Several microRNAs whose expression is deregulated in medulloblastoma are known to play role in embryonic brain development [
56]. MiR-9 and miR-124a that play crucial role in the onset of neurogenesis by targeting transcription factors like SOX9, FOXG1 and MEIS1, are downregulated in medulloblastoma [
6]. MiR-9 and miR-199b-5p target HES1, thereby silence Notch signaling pathway at the onset of neuronal differentiation [
7,
10]. Low expression of miR-9 and miR-199b-5p has been found to correlate with poor survival in medulloblastoma and their expression in medulloblastoma cell lines promotes growth arrest [
7,
10]. MiR-17-92 cluster microRNAs are overexpressed predominantly in the SHH subgroup medulloblastomas [
35]. Knock-out of this microRNA cluster brings about reduction in size of cerebellum and inhibits medulloblastoma formation in
Ptch knock-out mouse model of SHH subgroup medulloblastomas indicating role of these microRNAs in normal development and tumorigenesis [
33]. MiR-204 has been reported to play crucial role in lens and retinal development by targeting MEIS2 transcription factor in Medaka fish [
4]. MiR-204 expression has been found to be upregulated during aging in mouse hippocampus and target Ephrin B2 that plays role in axon guidance [
31]. MiR-204 has also been reported to control neuronal migration and cortical morphogenesis in mouse embryos presumably by targeting Doublecortin that is known to play role in neuronal migration [
54]. Effect of miR-204 on invasive capacity of medulloblastoma cells is consistent with the role of miR-204 in neuronal migration. Thus, miR-204 appears to play role in both normal brain development and tumorigenesis like several other miRNAs that are known to be deregulated in medulloblastoma.

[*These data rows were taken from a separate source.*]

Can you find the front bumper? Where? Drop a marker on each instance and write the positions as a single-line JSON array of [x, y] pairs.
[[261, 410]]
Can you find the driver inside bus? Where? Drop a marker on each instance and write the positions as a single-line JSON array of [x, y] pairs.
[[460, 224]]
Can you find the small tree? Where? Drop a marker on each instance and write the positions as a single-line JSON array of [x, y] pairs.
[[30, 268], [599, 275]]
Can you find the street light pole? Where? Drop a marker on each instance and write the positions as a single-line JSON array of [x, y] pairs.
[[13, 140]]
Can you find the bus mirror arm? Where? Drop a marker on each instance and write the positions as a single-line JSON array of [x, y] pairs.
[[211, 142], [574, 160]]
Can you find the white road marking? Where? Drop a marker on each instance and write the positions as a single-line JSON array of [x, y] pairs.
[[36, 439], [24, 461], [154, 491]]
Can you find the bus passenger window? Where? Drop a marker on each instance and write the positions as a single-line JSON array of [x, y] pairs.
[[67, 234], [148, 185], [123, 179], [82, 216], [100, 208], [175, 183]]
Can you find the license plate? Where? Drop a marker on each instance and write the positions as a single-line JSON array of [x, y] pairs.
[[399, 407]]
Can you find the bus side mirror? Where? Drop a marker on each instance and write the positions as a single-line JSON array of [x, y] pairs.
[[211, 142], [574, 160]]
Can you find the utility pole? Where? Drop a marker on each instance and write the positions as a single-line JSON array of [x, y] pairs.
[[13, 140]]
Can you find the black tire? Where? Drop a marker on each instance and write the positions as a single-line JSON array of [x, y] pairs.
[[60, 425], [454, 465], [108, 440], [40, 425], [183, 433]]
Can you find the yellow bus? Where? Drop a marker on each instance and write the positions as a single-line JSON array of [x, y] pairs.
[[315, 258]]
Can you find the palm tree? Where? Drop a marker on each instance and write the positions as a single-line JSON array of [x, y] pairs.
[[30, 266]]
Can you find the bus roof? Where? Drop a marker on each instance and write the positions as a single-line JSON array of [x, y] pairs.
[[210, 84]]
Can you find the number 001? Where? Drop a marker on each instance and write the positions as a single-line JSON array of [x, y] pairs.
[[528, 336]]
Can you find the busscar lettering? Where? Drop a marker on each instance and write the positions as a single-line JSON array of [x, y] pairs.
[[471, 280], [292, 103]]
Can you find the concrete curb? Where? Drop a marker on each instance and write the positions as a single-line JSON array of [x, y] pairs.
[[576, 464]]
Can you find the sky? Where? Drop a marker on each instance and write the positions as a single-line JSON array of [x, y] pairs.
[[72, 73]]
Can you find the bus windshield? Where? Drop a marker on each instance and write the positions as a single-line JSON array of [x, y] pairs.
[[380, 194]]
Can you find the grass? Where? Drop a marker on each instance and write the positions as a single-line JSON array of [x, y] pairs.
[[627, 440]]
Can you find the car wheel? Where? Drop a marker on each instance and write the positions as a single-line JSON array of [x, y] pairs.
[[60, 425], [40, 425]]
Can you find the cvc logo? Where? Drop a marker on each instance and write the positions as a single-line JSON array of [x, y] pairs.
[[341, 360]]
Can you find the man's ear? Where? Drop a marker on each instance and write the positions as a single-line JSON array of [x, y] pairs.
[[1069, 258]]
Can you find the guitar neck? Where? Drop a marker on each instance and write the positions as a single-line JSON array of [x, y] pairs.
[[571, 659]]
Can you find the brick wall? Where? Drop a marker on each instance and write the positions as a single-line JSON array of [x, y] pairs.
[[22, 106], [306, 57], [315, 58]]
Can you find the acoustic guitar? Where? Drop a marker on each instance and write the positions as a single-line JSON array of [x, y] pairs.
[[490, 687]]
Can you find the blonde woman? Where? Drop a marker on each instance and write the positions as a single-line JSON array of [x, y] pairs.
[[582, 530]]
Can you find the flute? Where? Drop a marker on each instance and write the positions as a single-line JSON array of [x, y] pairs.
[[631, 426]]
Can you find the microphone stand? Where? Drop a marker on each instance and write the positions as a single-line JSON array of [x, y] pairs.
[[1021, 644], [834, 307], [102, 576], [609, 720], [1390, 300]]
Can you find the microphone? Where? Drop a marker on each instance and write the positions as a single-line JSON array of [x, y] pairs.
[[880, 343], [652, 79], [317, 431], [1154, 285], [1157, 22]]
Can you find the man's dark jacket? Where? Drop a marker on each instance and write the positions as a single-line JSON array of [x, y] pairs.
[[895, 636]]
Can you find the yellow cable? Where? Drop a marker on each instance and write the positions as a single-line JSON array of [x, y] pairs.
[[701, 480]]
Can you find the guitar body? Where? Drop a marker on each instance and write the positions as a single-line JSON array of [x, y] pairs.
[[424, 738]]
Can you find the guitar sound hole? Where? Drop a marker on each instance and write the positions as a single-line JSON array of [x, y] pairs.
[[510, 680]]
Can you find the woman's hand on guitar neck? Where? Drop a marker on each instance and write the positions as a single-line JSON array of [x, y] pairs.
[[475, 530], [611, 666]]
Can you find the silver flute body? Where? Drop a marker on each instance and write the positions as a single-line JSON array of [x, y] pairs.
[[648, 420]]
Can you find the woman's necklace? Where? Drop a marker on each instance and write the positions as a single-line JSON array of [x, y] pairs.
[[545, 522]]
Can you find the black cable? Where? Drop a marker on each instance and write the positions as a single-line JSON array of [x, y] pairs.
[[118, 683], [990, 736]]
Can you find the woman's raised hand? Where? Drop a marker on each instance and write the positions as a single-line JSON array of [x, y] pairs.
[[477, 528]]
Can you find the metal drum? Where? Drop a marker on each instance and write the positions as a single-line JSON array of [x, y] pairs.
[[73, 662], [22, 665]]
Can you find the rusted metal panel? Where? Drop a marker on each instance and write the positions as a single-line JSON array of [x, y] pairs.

Delineating the molecular mechanism underlying downregulation of miR-204 expression would suggest ways to increase its expression, thereby improving survival rate of medulloblastoma patients. Group 3 medulloblastoma cells treated with HDAC inhibitors showed modest 2 to 4 fold increase in the miR-204 expression levels. Treatment with HDAC inhibitors has been reported to inhibit medulloblastoma cell growth in several studies [
20,
29,
43]. Thus, HDAC inhibitors appear to have therapeutic potential in the treatment of medulloblastoma.